The Gunfighter

The Gunfighter is one of those fascinating psychological Westerns that I love. The title suggests there are shootouts a-plenty, but there are only two. Most of the film is talking, and most of that in a bar. But it is great nonetheless.

Gregory Peck is Jimmy Ringo, the fastest gun in the West, but he's older and tired. The title is a curse--every town has what he calls a squirt gunning for him. Everyone wants to be man who kills Ringo.

At the film's opening he encounters just such a fellow (a young Richard Jaeckel). "He's not so tough," Jaeckel says, and his companions warnings he does not heed. Peck has to kill him, and learns that he has three brothers who won't care who drew first. So he hits the trail, the brothers following (one of them is Alan Hale Jr., later the Skipper on Gilligan's Island).

Peck heads for a town where his long estranged wife (Helen Westcott) lives. She's changed her name, and their son doesn't even know who his father is. Peck wants to give up gunslinging and open a ranch where nobody knows him, and hopes to talk to Westcott. He runs into the Marshall, who happens to be an old crony of his (a very good Millard Mitchell). Marshall, in the interest of Peck and the town, wants him to leave, but is willing to let him stay to talk to Westcott.
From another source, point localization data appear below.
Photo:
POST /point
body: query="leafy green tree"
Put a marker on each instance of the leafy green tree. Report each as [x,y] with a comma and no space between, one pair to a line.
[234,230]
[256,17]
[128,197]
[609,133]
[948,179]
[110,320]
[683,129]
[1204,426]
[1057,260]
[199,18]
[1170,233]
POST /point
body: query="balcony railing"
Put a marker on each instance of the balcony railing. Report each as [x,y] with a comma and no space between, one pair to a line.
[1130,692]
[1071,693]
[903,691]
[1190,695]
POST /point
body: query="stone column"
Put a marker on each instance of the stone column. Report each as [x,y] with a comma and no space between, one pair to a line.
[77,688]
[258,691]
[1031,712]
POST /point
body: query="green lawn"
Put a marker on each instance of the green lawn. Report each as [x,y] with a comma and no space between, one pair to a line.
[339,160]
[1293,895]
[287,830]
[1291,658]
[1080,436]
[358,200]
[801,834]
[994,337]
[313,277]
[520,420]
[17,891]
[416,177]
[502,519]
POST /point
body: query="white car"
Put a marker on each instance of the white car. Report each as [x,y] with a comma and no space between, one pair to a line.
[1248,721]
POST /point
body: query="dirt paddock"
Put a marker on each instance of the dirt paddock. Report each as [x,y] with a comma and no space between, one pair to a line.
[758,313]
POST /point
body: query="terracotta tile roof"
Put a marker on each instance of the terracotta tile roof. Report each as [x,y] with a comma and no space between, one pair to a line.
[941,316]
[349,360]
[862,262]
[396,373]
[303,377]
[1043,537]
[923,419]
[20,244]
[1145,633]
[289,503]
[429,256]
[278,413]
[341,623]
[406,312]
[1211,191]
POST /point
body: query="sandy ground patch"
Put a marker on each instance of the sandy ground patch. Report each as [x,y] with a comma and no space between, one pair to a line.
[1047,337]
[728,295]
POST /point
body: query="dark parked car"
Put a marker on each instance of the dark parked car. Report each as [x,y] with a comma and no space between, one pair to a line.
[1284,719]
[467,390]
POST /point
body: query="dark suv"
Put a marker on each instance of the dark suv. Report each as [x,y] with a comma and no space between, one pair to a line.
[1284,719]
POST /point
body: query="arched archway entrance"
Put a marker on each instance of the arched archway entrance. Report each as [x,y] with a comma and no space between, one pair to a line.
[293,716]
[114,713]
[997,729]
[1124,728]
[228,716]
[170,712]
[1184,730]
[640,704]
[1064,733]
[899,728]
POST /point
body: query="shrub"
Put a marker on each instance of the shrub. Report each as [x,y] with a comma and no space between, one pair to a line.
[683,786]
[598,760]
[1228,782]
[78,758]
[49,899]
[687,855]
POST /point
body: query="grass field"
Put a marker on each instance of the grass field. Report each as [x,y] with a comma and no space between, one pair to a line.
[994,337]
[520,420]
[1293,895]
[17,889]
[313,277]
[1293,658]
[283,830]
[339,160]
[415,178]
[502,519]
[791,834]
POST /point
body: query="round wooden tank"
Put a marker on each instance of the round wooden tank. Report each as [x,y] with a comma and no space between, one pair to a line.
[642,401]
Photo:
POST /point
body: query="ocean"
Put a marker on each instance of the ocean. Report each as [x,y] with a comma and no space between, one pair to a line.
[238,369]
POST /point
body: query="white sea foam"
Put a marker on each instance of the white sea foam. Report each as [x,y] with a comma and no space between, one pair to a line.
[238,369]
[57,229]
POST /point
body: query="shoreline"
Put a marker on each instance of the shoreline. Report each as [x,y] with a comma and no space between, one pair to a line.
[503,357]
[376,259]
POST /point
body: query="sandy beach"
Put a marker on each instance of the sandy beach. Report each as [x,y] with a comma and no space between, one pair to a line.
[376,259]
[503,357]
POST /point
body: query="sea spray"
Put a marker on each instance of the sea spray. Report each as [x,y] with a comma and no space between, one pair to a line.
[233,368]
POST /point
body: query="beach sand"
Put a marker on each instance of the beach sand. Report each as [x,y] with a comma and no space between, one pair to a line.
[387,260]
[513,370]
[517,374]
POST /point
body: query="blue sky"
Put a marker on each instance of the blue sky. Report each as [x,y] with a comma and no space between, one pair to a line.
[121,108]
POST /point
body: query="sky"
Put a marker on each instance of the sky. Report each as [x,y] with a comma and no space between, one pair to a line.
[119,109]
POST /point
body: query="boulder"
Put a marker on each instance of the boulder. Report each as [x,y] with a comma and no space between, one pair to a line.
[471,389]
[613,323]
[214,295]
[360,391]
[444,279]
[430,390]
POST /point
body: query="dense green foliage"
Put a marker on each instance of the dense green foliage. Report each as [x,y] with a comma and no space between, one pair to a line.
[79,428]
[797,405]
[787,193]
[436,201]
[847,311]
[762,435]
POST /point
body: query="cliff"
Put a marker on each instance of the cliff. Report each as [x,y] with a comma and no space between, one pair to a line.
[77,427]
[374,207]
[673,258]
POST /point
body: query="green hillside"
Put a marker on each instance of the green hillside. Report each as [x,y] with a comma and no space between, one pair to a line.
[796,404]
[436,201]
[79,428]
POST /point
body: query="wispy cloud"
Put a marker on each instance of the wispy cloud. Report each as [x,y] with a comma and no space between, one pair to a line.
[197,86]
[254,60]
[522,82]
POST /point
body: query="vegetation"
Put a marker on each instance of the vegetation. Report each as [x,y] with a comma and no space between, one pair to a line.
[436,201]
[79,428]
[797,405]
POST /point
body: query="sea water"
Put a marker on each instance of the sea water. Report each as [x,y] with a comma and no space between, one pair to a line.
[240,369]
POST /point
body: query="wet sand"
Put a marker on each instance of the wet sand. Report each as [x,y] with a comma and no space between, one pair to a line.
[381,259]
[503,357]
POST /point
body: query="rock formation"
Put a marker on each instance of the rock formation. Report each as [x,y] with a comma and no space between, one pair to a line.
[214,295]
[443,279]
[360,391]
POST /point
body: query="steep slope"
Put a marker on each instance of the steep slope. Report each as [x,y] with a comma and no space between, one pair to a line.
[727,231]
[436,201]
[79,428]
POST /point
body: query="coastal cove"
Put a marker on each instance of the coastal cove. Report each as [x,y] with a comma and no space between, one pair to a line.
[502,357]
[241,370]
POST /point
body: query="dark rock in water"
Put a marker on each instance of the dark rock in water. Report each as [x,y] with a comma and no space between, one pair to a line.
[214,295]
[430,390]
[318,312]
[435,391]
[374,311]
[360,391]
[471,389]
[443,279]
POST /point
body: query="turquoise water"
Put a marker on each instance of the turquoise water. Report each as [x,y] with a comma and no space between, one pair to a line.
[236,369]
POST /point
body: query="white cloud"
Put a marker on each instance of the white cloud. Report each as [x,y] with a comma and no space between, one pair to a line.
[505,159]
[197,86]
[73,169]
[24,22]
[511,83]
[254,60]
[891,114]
So Peck stays in the bar (tended by Karl Malden) while children (including Peck's son) and gawkers want a look at him An old man who thinks Peck killed his son takes a vigil in a room across the street, waiting to shoot him. The brothers are on their way into town. And another squirt (Skip Homeier) says "He doesn't look so tough."

This is a terrific old Western, directed by Henry King. It wouldn't be made today--not enough action, too much dialogue. But the script is taut and the suspense palpable. In our hearts we know how it will end, but it's painful nonetheless. And Peck is great--when was he not?-- as a man trying to leave behind his past, which, in the movies at least (see Out of the Past) is not possible.